Ferrari: due mostre per raccontare gli oltre 70 anni del Cavallino

Per celebrare alcuni anniversari importanti, sono state realizzate due mostre ad opera di Ferrari: “Driven by Enzo” e “Passion and Legend”. Entrambe percorrono la storia del Marchio e del suo fondatore, Enzo Ferrari.

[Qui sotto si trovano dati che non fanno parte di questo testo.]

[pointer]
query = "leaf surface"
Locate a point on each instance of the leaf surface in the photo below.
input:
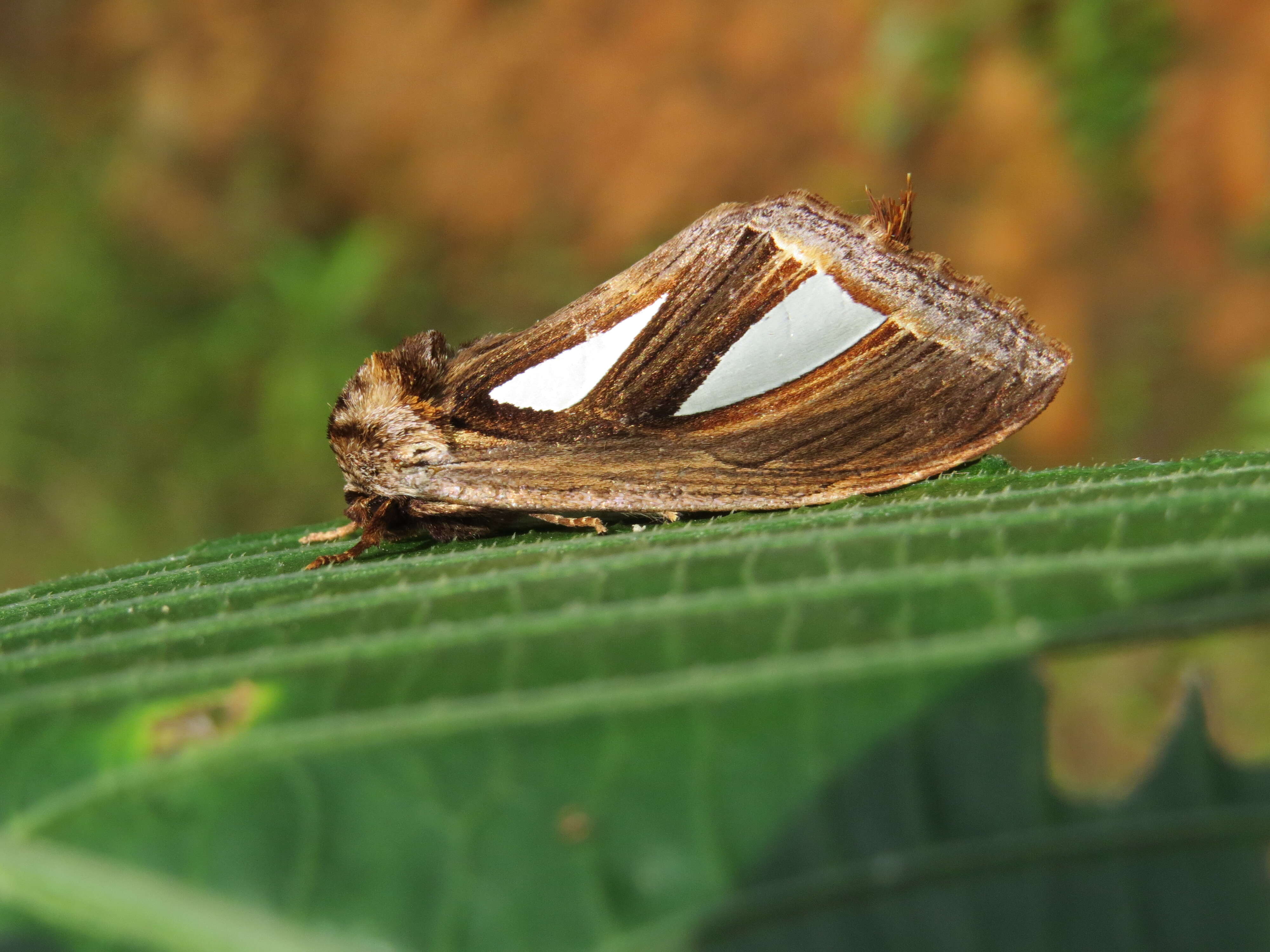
(567, 742)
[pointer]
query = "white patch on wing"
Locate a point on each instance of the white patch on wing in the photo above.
(562, 381)
(815, 323)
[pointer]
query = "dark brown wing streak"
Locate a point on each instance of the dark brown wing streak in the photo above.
(490, 362)
(714, 304)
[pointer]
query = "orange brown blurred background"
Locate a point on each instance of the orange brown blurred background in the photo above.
(213, 210)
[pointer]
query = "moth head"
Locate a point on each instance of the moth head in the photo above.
(389, 421)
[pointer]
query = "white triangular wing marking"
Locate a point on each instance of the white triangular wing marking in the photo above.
(815, 323)
(562, 381)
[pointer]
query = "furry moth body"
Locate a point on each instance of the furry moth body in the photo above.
(770, 356)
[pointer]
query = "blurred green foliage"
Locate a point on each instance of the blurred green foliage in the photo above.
(144, 404)
(1106, 58)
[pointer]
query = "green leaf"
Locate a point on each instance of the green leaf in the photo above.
(566, 742)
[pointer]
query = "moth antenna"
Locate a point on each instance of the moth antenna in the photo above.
(893, 218)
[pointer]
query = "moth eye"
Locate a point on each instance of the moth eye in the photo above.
(562, 381)
(816, 323)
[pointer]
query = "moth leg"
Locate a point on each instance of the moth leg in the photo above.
(330, 535)
(342, 557)
(575, 522)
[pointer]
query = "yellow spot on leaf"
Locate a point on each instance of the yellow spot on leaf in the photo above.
(167, 728)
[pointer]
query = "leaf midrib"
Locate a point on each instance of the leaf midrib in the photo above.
(603, 562)
(866, 510)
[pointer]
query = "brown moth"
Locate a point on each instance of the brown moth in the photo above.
(770, 356)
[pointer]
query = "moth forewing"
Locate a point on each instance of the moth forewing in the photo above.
(770, 356)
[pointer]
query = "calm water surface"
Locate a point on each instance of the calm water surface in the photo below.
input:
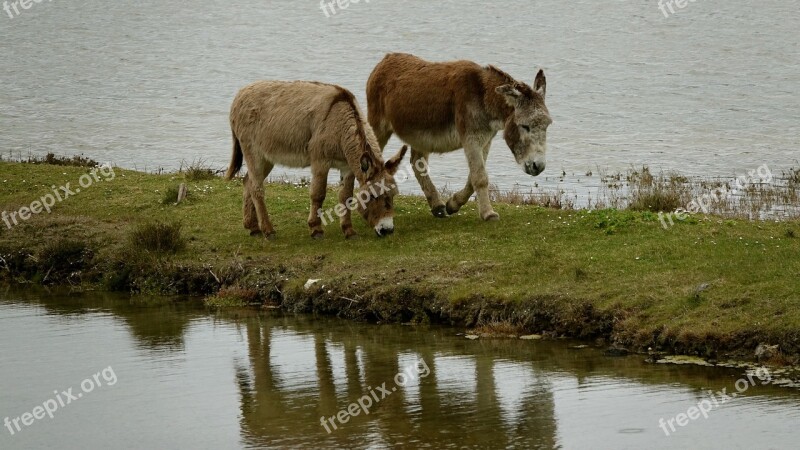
(184, 377)
(711, 90)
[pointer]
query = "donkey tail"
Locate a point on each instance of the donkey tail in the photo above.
(236, 159)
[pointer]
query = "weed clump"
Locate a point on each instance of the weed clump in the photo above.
(198, 170)
(158, 237)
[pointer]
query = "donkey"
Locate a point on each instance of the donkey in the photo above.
(302, 124)
(442, 107)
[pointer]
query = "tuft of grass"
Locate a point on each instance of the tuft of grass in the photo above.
(232, 297)
(170, 195)
(656, 193)
(158, 237)
(54, 160)
(198, 170)
(499, 329)
(544, 199)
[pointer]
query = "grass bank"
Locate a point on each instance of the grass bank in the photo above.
(706, 286)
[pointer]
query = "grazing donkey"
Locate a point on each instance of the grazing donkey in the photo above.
(302, 124)
(441, 107)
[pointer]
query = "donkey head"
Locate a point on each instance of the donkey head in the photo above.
(526, 128)
(375, 195)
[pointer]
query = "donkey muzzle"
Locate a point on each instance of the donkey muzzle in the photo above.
(385, 227)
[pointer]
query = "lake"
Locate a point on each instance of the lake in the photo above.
(710, 90)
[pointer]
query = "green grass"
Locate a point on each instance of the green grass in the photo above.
(621, 262)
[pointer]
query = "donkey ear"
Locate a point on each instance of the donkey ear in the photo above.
(394, 162)
(540, 83)
(366, 163)
(510, 93)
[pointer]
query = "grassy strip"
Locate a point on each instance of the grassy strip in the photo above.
(704, 286)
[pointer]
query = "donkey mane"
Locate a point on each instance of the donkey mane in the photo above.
(508, 79)
(345, 96)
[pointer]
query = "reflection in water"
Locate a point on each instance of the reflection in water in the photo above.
(261, 380)
(298, 377)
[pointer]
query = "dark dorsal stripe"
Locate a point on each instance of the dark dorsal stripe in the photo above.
(345, 96)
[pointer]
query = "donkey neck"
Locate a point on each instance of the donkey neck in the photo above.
(496, 106)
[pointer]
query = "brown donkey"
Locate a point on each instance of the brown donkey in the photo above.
(302, 124)
(441, 107)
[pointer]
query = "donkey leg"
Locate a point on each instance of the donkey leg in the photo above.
(346, 193)
(419, 161)
(319, 185)
(254, 189)
(461, 197)
(382, 132)
(250, 218)
(474, 150)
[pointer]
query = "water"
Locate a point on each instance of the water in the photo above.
(184, 377)
(709, 91)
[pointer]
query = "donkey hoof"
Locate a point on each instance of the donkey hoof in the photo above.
(452, 209)
(439, 211)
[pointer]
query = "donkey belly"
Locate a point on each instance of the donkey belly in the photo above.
(294, 159)
(432, 141)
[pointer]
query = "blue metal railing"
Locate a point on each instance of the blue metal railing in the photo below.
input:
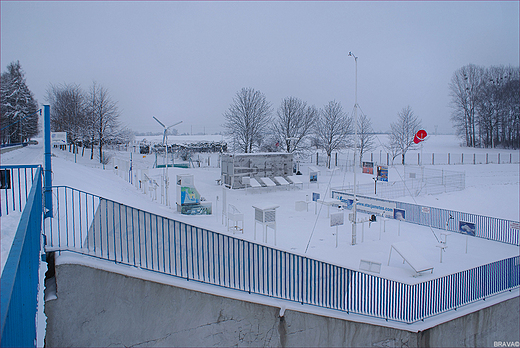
(500, 230)
(19, 290)
(91, 225)
(21, 179)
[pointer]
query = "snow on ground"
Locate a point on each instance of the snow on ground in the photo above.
(491, 190)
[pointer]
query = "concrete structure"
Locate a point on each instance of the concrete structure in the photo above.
(236, 166)
(102, 304)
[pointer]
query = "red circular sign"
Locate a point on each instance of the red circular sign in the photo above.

Ferrari: due mostre per raccontare gli oltre 70 anni del Cavallino

Tutto su: Ferrari

di Tommaso Giacomelli

06 settembre 2018

Quest’anno ricorrono tantissimi anniversari nella storia di Ferrari, il brand di automobili più conosciuto al mondo. Sono infatti passati trent’anni dalla morte di Enzo Ferrari, e centoventi dalla sua nascita, per questo motivo sono state allestite due mostre che ripercorrono gli eventi più significativi della vita del Drake e che soprattutto mettono in evidenza le vetture che hanno fatto grande questo marchio negli oltre 70 anni di attività (71 per la precisione). Gli eventi in questione si chiamano “Driven by Enzo” e “Passion and Legend” e sarà possibile visitarli fino a maggio 2019.

Passion and Legend è la mostra che racconta la storia di Enzo Ferrari e della sua Azienda che è diventata un mito. Si tratta di un’esperienza che è come un viaggio in ciò che Enzo Ferrari aveva in mente per la sua creatura, in cui si sente forte la passione per le quattro ruote. Ovviamente al suo interno ci sono alcune vetture che hanno lasciato il segno nella storia del Cavallino, come la 166 Inter del 1948, la prima Ferrari non concepita esclusivamente per la pista; la Ferrari 250 GT Berlinetta “Tdf” del 1956 e la Dino 246. La mostra prosegue con le ultime nate del Cavallino, come la F12Tdf, serie speciale limitata, e la 812 Superfast.

Driven by Enzo, invece, è dedicata alle auto che Enzo Ferrari ha guidato personalmente, quelle che lui utilizzava per muoversi nel quotidiano. Si tratta di quelle auto del Cavallino capaci di coniugare alla perfezione lo stile, la sportività tipica di Ferrari e il comfort, perché era necessario poter accompagnare gli ospiti a bordo del veicolo. La serie di queste vetture specifiche cominciò con la 250 GT 2+2 del 1960 per poi continuare con la 400 GTi e la 412, fino alla Ferrari 456 GT. Quest’ultima associata alle altre per continuità e tradizione, dato che fu prodotta dopo la morte del Drake.